“Congress shall make no law…abridging the freedom of speech.” These words remain one of the most revered clauses in the United States Constitution. They are also some of the most controversial. How far do free speech rights extend? What kinds of speech are and are not covered?
These questions continue to be raised in a case currently before the Supreme Court, Snyder v. Phelps. The facts pertain to the infamous Westboro Baptist Church, whose members are predominately the family of the church’s pastor, Fred Phelps. Many readers no doubt possess some prior knowledge of these persons. They declare God’s hatred for gays, Catholics, and a myriad other groups. Further, they have begun picketing the funerals of soldiers killed in Iraq and Afghanistan, holding up signs saying things like “Thank God for Dead Soldiers” and “God Hates the USA.”
After one such funeral the father of a deceased soldier, Mr. Snyder, sued Westboro for intentionally inflicting emotional distress, receiving $11 million in damages. However, a judge reduced the verdict to $5 million and then, on appeal, the entire decision was overturned in favor of Westboro on free speech grounds. Last week the case was heard before the Supreme Court with a decision expected in the Spring.
While the vast majority of Americans find their speech abhorrent, an interesting cross-section of the public supports their right to speak in this instance. The liberal New York Times, conservative Wall Street Journal, and many more newspapers have all come out to support a ruling in their favor. Further, liberal and libertarian professors from several noted universities have joined in saying this test of free speech should protect Westboro’s speech.
Many before have eloquently castigated Westboro for the evil of their message and its utter antagonism to the Gospel. The fact that they claim the name of a church—a body united to the living Christ—is both blatantly false and savagely damaging to the work and witness of the true Body of Christ. In light of others’ remarks on this aspect of the Phelp’s clan, I instead desire to focus on the Constitutional issue and its importance not only for this case but beyond it.
On one level, the debate relates to issues of privacy (which the Court has understood to rest primarily in the Fourth Amendment) versus free speech. A Father desires to bury his son in private; a group desires to speak in public. Which claim holds precedence? Context is important for this issue. A funeral is prima facie a private act done for purposes related to family and often religion. Both church and family are institutions with an existence distinct from the state and thus contain a sphere where free speech rights do not apply. Thus churches and religious schools can censor what is said in attempts to maintain orthodoxy and children cannot sue their parents for the right to speak in a family discussion. Unless the family of the fallen soldier did something to make the funeral public they do hold a strong argument for restricting the speech of the Phelps’ family. If the Phelps desire to picket government buildings or to speak in other public places, context arguments shift entirely in their favor.

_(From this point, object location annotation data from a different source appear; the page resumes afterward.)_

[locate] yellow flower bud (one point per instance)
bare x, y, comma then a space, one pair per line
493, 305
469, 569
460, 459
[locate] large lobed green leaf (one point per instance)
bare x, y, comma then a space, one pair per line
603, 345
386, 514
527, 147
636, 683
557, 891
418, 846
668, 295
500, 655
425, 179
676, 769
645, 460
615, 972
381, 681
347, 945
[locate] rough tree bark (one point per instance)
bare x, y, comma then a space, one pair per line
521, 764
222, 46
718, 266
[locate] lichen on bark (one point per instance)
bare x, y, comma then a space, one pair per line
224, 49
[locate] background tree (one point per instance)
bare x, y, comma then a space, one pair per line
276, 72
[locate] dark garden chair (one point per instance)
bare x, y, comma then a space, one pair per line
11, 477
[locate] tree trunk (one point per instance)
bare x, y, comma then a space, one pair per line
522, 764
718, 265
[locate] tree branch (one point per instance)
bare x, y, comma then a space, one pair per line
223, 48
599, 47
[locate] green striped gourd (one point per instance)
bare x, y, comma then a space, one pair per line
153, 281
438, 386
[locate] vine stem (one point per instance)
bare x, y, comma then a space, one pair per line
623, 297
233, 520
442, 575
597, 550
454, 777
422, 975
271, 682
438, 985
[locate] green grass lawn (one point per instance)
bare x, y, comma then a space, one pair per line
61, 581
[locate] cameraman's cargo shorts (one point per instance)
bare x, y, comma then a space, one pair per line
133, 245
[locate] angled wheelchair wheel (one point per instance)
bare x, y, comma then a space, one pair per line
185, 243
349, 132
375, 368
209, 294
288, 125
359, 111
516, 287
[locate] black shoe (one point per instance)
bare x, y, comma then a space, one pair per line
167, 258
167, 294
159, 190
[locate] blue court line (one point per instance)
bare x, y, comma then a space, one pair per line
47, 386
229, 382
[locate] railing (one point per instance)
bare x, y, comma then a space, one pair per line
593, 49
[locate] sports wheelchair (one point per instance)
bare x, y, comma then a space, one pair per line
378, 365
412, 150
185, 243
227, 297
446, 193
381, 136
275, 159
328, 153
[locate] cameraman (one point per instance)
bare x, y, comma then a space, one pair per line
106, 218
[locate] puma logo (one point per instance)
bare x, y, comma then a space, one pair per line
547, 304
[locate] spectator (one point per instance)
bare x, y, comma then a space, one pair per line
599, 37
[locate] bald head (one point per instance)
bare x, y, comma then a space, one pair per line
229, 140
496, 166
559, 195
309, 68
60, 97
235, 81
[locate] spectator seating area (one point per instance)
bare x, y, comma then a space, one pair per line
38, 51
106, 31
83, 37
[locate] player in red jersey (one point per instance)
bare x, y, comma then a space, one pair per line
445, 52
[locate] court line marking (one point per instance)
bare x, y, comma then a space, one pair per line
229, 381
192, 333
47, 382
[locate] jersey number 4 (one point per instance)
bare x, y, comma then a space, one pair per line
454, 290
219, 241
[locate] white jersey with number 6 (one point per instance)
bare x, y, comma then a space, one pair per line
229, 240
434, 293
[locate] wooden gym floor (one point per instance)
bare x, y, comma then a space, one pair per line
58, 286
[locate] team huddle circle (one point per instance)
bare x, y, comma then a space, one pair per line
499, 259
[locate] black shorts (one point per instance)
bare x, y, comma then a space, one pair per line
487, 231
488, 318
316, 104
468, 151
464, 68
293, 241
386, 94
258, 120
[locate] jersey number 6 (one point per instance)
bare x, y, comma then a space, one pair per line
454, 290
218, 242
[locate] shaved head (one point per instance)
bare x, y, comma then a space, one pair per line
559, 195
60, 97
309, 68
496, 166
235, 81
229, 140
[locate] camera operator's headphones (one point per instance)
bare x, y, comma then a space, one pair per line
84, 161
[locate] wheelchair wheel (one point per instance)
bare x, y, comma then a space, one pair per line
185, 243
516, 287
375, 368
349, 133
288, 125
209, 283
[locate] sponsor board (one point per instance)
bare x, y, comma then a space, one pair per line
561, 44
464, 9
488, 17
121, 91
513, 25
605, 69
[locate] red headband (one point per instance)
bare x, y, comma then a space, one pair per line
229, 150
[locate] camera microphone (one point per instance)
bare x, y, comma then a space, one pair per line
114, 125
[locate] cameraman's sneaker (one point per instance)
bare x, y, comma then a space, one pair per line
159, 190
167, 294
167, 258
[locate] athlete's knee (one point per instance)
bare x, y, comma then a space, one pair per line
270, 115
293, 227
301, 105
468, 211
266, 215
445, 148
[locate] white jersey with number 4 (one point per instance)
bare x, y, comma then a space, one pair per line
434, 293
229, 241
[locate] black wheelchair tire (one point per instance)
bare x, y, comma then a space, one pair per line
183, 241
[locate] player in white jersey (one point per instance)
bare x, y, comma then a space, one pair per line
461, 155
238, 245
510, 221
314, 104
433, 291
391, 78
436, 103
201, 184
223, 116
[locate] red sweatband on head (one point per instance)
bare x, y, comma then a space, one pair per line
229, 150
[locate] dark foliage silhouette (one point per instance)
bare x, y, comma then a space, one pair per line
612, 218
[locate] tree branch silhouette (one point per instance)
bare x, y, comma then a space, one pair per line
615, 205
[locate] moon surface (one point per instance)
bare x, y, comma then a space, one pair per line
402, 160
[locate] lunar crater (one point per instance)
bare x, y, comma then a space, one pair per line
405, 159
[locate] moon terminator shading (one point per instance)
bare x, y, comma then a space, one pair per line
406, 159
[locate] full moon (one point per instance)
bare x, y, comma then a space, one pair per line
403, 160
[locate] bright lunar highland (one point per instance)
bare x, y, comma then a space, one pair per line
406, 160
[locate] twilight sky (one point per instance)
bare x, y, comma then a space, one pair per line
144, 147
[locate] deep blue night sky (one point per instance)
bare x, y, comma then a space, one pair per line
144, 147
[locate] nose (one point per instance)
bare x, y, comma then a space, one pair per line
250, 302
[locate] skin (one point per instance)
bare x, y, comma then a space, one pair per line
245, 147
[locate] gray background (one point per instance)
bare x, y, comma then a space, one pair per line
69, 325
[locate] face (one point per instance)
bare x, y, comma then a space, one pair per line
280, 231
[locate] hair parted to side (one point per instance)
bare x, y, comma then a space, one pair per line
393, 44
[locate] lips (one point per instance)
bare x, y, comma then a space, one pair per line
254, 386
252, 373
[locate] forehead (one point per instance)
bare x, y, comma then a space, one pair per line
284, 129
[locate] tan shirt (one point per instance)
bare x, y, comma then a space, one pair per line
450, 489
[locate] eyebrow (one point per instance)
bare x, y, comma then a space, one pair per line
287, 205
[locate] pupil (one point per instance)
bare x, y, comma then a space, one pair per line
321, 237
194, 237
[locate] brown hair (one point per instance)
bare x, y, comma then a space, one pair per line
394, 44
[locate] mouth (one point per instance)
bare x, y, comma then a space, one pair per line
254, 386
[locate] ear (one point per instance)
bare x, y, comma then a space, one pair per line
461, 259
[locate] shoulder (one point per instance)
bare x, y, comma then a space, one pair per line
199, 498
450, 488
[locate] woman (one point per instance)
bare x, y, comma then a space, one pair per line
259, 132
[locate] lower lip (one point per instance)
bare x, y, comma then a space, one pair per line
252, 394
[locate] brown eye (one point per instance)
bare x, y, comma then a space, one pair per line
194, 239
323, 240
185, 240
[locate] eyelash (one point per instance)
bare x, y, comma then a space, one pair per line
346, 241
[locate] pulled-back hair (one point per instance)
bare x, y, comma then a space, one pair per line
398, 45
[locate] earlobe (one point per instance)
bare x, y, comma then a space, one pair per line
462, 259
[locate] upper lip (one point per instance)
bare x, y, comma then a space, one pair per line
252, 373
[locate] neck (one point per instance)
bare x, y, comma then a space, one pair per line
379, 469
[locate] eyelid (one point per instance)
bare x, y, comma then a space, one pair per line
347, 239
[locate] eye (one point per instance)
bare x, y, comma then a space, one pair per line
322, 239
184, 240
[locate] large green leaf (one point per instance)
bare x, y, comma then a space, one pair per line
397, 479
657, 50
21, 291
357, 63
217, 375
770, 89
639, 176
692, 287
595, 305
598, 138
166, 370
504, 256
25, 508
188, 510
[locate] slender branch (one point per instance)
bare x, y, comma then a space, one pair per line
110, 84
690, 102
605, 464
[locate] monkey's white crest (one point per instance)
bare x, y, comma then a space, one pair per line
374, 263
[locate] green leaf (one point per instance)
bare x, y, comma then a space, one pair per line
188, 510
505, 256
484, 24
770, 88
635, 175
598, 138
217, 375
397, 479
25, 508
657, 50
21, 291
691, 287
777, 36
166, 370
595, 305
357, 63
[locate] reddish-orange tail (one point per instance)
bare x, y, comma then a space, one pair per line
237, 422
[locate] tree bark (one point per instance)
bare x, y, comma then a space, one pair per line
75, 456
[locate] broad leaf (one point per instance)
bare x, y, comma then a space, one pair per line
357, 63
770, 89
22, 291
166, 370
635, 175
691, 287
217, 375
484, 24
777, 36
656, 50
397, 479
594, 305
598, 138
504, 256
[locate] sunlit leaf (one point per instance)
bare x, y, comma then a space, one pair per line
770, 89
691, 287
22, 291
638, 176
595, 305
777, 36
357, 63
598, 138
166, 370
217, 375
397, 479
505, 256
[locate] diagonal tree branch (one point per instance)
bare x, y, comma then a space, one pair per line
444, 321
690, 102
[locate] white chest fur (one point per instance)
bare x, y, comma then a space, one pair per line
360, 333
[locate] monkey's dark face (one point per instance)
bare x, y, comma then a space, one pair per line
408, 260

On another level, the question of the nature of speech itself is at issue. Is the message of the Phelps’ protected speech at all, regardless of context? In other words, could it be banned outright? Certain forms of speech are banned already, such as “fighting words” that seek to instigate violence or speech that might directly lead to the harm of another. Yelling “fire” in a crowded theater is the most often used example. Also, there is debate as to what constitutes speech. Are there words that do not really convey any message at all? Do physical acts or representations represent speech?
Here, the real question is not whether the Phelps’ signs and other statements are speech with a message. They are and that is the problem. A question we must ask is whether moral judgments as to the content of speech have any constitutional relevance today. What if we admit (as most do) that the Phelp’s message is flat-out evil? Is that a basis for censoring their speech?
On one hand, we could answer no. The First Amendment is meant to protect unpopular speech, including that which many find objectionable. Further, we could see true Christianity—with its moral positions and exclusivity regarding salvation—defined as hateful and evil by the larger society. In such a case we would desire protection from the First Amendment for the proclamation of the Gospel. Should we not extend the same protection here, hoping that instead of making the Phelps’ speech illegal, we defeat them in public discourse?
On the other hand, we could answer yes. All laws are at their heart moral laws for all law declares some actions to be right and others to be wrong. Therefore, why not exercise moral judgment here and make unlawful what is so blatantly evil? Why not work by law to reinforce what it means to be a good citizen, trusting that laws in cooperation with other institutions like churches, families, and social organizations can cultivate a culture more virtuous? Such a move would not necessarily instigate a slippery slope toward totalitarian censorship; that would only be a threat when the positive laws passed by the government lose all connection to the moral law written on men’s hearts. If such an extreme were to happen, protections of free speech would likely be of no use anyway.
These questions do not hold easy answers. Yet they are questions that Christians must struggle with as they live in this time and place. While we condemn Westboro as an enemy of the Gospel, let us also consider what we as citizens should do about their right to free speech.